The Subcommittee on Energy and Mineral Resources held an oversight hearing titled, “Examining the Biden Administration’s Record on Federal Coal Leasing.”
In addition to providing affordable, reliable power to the grid, since its inception, the federal coal leasing program has been a source for jobs and economic development across the country, helping federal, state and localities with necessary funding by contributing hundreds of millions each year in revenues to state and local governments.
The National Mining Association (NMA) said it supported the House Committee on Natural Resources, under the leadership of Chairman Bruce Westerman and Subcommittee Chairman Pete Stauber, decision to examine the Biden administration’s actions to obstruct coal production on federal lands, placing our nation’s energy security and economy at risk.
Matthew Adams, vice president and senior tax counsel for Navajo Transitional Energy Company (NTEC) testified at the hearing. NETC has mines that operate in Wyoming’s Powder River Basin. There has been one Lease by Application (LBA) in Wyoming in the last 15 years, he said. “Over the past 20 years, the process of acquiring additional coal to mine has gone from a 3– to 5-year process to the current 12-year process,” Adams said. “There are several reasons for this lengthy process including redundancy of reviews by different agencies, litigation delays, Department of the Interior’s timing of handling its workload just to name a few.
Under the current rules, when a company is awarded an LBA it pays for that coal in the immediately following 5 years. The winning bids for coal between 2000 and 2012 ranged from a low of $42.8 million to a high of $793 million.
“[If] a coal company is interested in acquiring additional coal on Federal land, where the vast majority of the coal is located west of the Mississippi River, [it] would need to pay the bid of hundreds of millions of dollars without obtaining a penny of revenue from the purchased coal for 12 years,” Adams said. “This economic reality has created a situation where the currently leased coal in the Powder River Basin could be mined in the next 15-20 years. Unless the economics around thermal coal significantly change, or the permitting process is significantly shortened, the amount of coal coming out of Wyoming and Montana will be a pittance of what we see today.”
In recent years – under both the Biden and Obama administrations – federal coal leasing has been threatened. On January 15, 2016, then-Secretary of the Interior Sally Jewell issued a moratorium on new leasing until a voluntary study of the program’s environmental impact could be completed. Under the subsequent administration, then-Secretary of the Interior Ryan Zinke found a study to be unnecessary and lifted the moratorium. With the Biden administration, the program was once again paused.
In the interim, valuable coal projects have been unable to advance. For example, a mine plan amendment for the Black Butte mine in Wyoming was approved by the state in January 2021 but has yet to be approved by the Department of the Interior.

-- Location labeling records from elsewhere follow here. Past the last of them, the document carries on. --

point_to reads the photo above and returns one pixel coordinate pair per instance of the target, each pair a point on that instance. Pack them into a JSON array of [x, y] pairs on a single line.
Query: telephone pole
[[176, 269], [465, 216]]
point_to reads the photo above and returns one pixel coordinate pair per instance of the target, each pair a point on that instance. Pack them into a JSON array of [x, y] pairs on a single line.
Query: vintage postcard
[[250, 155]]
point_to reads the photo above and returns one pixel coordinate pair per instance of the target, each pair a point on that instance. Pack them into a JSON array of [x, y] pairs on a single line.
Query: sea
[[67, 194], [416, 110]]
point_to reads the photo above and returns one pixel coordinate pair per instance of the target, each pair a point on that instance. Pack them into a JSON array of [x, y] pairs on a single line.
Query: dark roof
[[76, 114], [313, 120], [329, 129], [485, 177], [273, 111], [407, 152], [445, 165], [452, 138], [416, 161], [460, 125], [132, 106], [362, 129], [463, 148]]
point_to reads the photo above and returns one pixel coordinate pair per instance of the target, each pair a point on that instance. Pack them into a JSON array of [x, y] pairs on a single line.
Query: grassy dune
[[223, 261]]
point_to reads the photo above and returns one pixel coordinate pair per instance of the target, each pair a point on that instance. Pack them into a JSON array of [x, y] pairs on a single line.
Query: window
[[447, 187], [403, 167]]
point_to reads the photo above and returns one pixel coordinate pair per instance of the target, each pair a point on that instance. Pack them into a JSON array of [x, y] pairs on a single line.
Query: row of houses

The NMA said it also supports proposals included in the house-passed H.R. 1, which included language revoking a moratorium on new leasing for thermal coal production on federal land and requiring the Department of the Interior to issue pending applications to expand federal coal operations, and in Sen. John Barrasso’s SPUR Act, which also revokes the moratorium and sets specific time limits on decisions from the Department of the Interior.
America’s public lands are intended for multiple uses, including the production of affordable, reliable energy for all Americans. Federal coal production not only provides a fair return to the public but a stable source of fuel that is vitally important in the aftermath of a global energy crisis and as a source of stability throughout the energy transition.